Villar avaliou atentamente o edital publicado pela prefeitura e afirma que nenhuma proposta de tarifa que tenha sido apresentada pelas empresas que concorreram no certame pode ser considerada “sólida e embasada”.
Isso porque, segundo ele, o texto não deu elementos mínimos de composição de custos para que as concorrentes pudessem elaborar propostas condizentes com a realidade de mercado.
Entre os problemas, ele aponta como um dos mais graves a falta de definição quanto aos repasses às eventuais vencedoras no caso dos benefícios, como vale-transporte, passe de estudante e isenção à aposentados, por exemplo.
“Vamos pegar um caso. No momento em que uma empresa emite o vale-transporte ao seu funcionário ela não sabe se ele vai usar na linha da empresa A ou B e o edital não faz qualquer referência da forma como seria feita a divisão dos recursos gerados com esse benefício”, avalia. “Isso, por si só, já impossibilita a elaboração de qualquer proposta séria.
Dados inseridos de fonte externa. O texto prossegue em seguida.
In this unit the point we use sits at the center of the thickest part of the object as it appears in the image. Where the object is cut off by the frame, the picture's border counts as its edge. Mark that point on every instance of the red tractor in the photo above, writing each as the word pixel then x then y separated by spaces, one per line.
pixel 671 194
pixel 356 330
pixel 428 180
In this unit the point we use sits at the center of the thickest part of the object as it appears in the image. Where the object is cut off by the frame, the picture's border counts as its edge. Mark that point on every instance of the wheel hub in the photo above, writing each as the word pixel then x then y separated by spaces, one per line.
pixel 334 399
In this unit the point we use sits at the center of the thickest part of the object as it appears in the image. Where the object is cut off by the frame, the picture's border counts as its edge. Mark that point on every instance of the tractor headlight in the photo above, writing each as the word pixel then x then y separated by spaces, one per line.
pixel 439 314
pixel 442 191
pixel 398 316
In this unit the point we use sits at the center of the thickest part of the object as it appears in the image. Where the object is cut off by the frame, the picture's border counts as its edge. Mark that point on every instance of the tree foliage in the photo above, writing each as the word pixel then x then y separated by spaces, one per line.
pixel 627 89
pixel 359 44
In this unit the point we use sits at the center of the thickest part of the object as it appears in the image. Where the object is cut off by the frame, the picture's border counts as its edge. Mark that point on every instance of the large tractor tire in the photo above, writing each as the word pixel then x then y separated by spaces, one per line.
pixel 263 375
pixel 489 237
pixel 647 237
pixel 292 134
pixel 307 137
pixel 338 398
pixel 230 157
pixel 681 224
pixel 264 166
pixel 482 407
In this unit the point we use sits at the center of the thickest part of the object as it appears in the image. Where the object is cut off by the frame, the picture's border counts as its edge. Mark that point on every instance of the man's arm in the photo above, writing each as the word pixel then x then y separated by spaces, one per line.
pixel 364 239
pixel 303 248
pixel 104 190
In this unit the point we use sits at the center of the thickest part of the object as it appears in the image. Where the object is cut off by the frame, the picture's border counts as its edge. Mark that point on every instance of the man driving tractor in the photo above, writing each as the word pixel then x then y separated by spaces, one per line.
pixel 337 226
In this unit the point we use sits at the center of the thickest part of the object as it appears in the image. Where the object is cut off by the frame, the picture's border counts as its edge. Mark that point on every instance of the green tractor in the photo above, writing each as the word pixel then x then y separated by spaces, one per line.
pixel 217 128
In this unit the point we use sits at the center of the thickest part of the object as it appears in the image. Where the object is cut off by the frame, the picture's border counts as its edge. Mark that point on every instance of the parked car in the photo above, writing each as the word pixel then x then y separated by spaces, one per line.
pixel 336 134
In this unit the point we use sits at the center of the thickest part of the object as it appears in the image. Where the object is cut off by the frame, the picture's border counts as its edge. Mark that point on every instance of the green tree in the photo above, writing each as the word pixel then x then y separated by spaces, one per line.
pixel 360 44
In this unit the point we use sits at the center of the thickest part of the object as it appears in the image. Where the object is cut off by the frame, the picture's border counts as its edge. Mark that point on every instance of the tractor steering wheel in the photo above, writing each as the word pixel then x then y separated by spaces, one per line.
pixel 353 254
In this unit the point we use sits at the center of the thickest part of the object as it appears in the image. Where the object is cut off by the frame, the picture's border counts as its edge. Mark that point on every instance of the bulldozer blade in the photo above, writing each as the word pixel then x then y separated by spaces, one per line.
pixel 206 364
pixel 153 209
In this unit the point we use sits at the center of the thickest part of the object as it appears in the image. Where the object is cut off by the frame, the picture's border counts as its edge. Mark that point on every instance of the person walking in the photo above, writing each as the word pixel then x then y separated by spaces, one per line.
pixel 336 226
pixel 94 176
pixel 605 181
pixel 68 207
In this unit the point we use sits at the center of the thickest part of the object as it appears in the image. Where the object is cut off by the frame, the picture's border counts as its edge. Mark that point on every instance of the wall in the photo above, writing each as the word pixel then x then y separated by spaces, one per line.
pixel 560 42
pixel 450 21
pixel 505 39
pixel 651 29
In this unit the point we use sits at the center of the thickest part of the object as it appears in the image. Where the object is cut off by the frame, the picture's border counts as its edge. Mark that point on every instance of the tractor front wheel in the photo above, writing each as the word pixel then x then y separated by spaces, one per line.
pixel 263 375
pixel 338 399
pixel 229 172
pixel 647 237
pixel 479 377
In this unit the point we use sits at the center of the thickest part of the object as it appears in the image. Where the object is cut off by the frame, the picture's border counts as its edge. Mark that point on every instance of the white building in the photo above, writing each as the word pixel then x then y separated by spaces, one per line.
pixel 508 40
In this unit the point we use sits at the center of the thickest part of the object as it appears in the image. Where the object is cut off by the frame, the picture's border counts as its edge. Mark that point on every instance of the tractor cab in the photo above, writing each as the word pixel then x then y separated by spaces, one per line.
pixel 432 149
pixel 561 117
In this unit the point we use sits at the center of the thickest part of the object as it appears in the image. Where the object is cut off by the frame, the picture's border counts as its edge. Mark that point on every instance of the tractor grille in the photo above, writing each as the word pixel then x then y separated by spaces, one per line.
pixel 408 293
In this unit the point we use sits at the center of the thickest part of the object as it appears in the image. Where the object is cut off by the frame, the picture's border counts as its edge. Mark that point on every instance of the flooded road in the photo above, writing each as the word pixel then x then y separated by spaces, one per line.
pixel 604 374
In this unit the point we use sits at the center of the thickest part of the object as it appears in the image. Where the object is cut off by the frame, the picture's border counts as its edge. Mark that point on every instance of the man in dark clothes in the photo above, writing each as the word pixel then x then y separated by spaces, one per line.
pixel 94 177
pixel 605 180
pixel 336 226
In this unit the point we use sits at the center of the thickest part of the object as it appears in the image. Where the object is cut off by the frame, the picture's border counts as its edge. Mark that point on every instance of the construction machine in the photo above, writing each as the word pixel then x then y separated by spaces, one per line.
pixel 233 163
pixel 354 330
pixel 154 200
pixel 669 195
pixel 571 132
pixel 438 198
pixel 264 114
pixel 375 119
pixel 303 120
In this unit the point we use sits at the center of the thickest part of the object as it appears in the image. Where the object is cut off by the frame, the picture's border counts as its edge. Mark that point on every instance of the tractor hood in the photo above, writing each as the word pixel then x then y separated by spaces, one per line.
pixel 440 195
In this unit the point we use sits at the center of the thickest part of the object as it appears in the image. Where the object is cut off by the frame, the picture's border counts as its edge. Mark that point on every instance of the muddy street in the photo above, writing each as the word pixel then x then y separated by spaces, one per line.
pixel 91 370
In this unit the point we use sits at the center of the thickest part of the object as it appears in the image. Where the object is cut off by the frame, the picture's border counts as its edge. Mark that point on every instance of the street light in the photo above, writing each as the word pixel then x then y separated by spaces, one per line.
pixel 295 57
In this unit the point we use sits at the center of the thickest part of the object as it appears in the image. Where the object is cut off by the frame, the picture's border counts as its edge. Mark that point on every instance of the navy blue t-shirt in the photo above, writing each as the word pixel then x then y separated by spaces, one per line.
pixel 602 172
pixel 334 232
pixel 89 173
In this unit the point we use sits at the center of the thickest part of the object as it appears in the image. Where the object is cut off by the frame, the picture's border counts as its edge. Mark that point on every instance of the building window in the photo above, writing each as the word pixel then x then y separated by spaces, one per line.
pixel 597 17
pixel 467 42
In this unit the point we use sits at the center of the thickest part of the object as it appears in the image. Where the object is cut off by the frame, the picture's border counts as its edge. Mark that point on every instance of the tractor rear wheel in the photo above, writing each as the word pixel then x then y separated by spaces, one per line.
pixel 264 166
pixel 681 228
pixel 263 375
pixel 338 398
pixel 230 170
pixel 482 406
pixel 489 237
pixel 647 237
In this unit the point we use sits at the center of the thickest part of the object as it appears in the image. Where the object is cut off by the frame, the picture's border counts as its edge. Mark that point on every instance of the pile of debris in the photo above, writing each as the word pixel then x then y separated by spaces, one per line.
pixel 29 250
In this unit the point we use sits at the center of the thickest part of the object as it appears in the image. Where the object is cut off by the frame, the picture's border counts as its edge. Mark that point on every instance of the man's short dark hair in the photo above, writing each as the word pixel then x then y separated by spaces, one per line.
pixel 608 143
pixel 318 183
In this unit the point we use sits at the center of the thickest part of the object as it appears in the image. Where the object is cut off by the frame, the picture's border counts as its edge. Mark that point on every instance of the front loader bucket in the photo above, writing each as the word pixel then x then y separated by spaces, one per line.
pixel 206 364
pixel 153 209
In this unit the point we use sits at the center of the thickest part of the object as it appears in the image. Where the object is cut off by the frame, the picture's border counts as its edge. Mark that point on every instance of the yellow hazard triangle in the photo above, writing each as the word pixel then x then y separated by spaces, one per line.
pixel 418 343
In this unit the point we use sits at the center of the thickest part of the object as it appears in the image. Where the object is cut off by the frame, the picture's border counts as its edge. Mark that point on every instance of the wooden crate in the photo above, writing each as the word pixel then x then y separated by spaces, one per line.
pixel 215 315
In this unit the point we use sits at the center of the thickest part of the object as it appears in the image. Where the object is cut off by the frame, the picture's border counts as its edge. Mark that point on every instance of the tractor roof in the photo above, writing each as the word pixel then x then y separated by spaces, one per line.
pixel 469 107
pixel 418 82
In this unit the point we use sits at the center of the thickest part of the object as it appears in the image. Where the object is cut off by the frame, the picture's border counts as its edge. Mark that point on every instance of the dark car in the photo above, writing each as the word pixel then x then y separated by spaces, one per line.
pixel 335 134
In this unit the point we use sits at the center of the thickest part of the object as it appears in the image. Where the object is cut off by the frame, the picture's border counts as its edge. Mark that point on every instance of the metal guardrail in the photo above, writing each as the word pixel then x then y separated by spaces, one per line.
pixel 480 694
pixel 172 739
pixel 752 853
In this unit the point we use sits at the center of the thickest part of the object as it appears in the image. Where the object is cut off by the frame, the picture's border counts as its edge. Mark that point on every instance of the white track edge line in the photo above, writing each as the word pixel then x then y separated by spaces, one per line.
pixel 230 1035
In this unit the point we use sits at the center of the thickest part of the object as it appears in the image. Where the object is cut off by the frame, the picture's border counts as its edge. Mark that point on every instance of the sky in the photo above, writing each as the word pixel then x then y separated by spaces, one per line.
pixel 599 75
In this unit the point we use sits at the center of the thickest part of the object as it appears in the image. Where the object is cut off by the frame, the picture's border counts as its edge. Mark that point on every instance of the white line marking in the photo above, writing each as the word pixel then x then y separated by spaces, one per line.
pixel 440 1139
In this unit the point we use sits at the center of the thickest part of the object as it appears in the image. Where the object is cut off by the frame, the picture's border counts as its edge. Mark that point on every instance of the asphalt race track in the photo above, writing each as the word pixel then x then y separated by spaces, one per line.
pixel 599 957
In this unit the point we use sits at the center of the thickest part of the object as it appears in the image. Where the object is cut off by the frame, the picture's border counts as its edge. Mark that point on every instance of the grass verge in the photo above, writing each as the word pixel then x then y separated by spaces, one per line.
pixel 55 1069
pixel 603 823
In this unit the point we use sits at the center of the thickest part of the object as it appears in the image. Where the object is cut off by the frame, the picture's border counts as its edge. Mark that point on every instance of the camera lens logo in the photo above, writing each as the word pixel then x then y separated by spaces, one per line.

Ou seja, tudo que foi apresentado não passou de mero exercício de imaginação das concorrentes”.
+ informações
Outro problema seria com relação a integração. Segundo o edital a integração custaria uma tarifa e meia, mas não há como saber de antemão se o usuário vai integrar com ônibus da mesma empresa ou com o de outra. “E também não há qualquer critério explícito dizendo como vai ser feita a divisão do dinheiro em caso de integração envolvendo as duas empresas”.
Villar comenta empresa com sede em fundo de quintal
Para Villar o fato da empresa “Viação Sorriso de Marília” ter declarado sede nos fundos de uma oficina mecânica na rua Duque de Caxias e capital de apenas R$ 10 mil já a tornaria prontamente inapta para concorrer no certame.
“Não ficou claro nos documentos se quem participou foi a ‘Viação Cidade Sorriso’, com sede em Curitiba, ou a ‘Viação Sorriso de Marília’, que consta em alguns trechos. De qualquer forma fere a lei de licitação, pois uma empresa não pode servir de garantia pelos serviços prestados por uma outra”, concluiu.